Writing

Feed Software, technology, sysadmin war stories, and more.

Wednesday, December 21, 2011

Stick a stateful server in front of that database

I'd like to suggest an alternative to the traditional model of using a big database as the rendezvous point for data in a system. I'm primarily thinking about ticketing here, but this applies to plenty of other things. A system which drives a bunch of kernel tests would also apply here.

I see how these systems come to be with the "database rules all" approach, but sometimes you need to think about moving beyond it. It starts innocently enough. You figure out a schema which will let you store your information, then you write a bunch of code to read and write from that database. Then this maybe turns into a bunch of CGI programs, or $interpreted_language scripts, or whatever.

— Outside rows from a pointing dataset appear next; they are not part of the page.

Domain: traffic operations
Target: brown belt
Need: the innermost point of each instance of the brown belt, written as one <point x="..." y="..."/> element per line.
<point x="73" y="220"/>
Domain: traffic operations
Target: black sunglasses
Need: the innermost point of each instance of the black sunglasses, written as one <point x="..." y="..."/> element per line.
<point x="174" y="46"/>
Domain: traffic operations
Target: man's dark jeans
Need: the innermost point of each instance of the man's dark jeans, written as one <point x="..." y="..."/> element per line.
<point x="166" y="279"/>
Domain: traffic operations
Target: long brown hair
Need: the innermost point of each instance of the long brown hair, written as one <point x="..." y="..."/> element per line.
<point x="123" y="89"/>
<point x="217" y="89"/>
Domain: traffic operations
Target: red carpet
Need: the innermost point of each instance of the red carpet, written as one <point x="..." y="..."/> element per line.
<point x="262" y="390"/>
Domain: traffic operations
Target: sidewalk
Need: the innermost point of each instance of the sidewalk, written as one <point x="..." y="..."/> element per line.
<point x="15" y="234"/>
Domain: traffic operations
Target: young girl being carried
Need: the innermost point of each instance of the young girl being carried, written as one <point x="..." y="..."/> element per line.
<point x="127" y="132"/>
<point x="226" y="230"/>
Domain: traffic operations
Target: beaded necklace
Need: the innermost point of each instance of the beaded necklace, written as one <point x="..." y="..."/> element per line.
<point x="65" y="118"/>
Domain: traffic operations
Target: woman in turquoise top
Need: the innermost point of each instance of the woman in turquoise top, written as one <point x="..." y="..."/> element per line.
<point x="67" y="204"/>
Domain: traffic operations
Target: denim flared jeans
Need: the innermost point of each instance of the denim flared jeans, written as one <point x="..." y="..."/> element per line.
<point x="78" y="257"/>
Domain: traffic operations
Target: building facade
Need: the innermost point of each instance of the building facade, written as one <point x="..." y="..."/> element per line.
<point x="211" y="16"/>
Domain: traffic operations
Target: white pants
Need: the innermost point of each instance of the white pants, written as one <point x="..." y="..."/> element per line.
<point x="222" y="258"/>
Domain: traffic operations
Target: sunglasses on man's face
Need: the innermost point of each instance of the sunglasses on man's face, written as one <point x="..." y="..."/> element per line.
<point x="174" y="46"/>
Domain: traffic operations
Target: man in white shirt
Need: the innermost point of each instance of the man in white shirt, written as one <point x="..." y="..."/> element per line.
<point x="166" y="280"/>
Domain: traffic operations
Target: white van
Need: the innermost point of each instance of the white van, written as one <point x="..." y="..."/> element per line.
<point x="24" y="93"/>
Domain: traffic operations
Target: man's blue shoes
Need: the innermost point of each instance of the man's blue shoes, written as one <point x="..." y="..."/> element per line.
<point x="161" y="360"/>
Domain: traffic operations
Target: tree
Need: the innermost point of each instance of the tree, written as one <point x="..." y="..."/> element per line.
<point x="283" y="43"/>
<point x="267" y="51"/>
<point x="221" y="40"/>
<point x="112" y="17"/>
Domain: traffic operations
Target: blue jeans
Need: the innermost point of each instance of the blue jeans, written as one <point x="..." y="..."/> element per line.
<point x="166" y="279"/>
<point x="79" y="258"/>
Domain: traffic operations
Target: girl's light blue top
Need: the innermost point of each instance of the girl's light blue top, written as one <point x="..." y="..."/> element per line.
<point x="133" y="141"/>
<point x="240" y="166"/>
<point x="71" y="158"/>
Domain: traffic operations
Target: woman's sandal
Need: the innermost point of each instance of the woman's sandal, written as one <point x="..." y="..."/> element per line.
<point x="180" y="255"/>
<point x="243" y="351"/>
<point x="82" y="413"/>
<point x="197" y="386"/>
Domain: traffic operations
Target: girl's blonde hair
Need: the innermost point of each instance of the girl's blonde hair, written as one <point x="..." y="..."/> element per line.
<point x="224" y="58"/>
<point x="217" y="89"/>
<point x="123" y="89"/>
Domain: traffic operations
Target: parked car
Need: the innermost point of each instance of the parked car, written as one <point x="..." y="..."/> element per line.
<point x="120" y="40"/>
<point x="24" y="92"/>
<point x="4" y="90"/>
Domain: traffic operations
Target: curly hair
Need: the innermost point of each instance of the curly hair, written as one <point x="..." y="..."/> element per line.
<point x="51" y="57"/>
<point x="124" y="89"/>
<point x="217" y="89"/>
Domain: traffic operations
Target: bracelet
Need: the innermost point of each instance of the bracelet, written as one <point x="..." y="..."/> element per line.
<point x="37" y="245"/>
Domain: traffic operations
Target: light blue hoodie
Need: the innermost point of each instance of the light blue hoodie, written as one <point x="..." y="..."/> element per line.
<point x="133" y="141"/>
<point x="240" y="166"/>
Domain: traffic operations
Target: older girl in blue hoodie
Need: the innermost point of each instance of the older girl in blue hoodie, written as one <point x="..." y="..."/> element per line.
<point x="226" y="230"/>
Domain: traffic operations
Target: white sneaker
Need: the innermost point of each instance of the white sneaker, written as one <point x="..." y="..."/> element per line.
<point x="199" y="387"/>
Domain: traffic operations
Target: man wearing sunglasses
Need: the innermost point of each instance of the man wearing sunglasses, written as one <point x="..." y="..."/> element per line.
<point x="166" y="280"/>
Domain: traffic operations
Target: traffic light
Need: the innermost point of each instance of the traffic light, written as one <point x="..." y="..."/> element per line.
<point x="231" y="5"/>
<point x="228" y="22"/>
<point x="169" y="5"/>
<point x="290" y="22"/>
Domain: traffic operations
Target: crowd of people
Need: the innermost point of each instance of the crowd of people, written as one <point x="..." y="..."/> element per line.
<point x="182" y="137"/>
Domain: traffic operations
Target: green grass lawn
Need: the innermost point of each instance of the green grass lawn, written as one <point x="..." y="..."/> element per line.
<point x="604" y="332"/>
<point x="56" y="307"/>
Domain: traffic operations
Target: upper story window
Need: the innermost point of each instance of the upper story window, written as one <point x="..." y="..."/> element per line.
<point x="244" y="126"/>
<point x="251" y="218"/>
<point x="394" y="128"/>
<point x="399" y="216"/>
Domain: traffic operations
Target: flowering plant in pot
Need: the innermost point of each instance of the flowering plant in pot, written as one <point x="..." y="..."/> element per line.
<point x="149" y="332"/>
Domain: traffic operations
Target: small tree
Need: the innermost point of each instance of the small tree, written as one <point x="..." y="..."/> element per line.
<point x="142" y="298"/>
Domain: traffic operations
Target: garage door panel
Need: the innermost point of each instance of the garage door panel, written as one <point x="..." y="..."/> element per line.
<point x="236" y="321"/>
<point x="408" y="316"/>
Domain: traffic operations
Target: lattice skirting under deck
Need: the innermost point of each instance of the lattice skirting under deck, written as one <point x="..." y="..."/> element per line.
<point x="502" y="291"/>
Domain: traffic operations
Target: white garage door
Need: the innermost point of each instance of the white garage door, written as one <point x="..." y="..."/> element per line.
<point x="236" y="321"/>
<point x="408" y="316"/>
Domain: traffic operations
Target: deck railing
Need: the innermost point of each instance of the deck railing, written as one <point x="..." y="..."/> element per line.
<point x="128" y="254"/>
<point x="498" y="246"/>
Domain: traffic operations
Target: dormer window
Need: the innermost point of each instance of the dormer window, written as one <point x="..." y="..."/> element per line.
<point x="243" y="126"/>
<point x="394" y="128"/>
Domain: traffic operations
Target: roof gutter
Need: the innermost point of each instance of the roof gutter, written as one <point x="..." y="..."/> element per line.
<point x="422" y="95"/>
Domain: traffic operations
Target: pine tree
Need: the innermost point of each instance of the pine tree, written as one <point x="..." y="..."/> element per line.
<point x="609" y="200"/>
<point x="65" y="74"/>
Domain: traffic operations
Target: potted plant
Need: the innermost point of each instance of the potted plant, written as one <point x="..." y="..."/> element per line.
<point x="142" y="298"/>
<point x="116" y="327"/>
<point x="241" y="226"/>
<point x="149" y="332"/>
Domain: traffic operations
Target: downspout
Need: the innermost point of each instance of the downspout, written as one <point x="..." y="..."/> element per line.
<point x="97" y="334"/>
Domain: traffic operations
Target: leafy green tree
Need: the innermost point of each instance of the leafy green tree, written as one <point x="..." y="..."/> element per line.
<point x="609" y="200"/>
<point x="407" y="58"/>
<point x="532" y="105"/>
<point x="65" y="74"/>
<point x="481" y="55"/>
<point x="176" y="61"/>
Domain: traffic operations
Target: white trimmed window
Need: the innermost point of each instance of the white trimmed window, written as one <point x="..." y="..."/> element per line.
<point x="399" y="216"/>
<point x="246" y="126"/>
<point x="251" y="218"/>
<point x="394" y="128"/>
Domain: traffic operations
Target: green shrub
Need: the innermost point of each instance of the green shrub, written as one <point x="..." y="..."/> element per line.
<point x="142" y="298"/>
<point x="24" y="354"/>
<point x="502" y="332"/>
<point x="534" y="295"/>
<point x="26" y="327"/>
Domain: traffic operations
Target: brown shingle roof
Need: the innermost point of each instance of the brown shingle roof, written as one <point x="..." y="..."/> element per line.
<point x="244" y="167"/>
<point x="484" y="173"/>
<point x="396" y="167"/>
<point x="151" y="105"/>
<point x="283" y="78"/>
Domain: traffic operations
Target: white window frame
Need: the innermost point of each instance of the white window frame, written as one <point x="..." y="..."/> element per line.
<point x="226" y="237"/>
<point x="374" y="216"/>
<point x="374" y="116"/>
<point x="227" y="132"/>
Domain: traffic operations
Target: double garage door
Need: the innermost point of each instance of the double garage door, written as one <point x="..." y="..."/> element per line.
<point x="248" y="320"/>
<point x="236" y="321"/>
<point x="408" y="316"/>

The point is, this model works like this: you wake up, you parse your parameters, then you poke the database. It tells you something, you emit something back to the client, then you go to sleep again or quit. There's nothing running between requests. Your data lives in the database and does not have a life of its own.

Think about what this means for a ticketing system. Tech #1 loads up the list of unassigned tickets. Then #2 loads it around the same time. #1 grabs a ticket. #2 sees it as unassigned and tries to grab that same ticket a minute later, and gets a warning: "this ticket is already assigned to #1".

This used to happen to us all the time, particularly since I was unforgiving about hitting the reload button in my browser instead of waiting for it to auto-refresh at the lowest permissible interval (2 minutes). When something popped up, I'd snag it. Then usually I'd hear something like "aww, I wanted that one!". Too slow!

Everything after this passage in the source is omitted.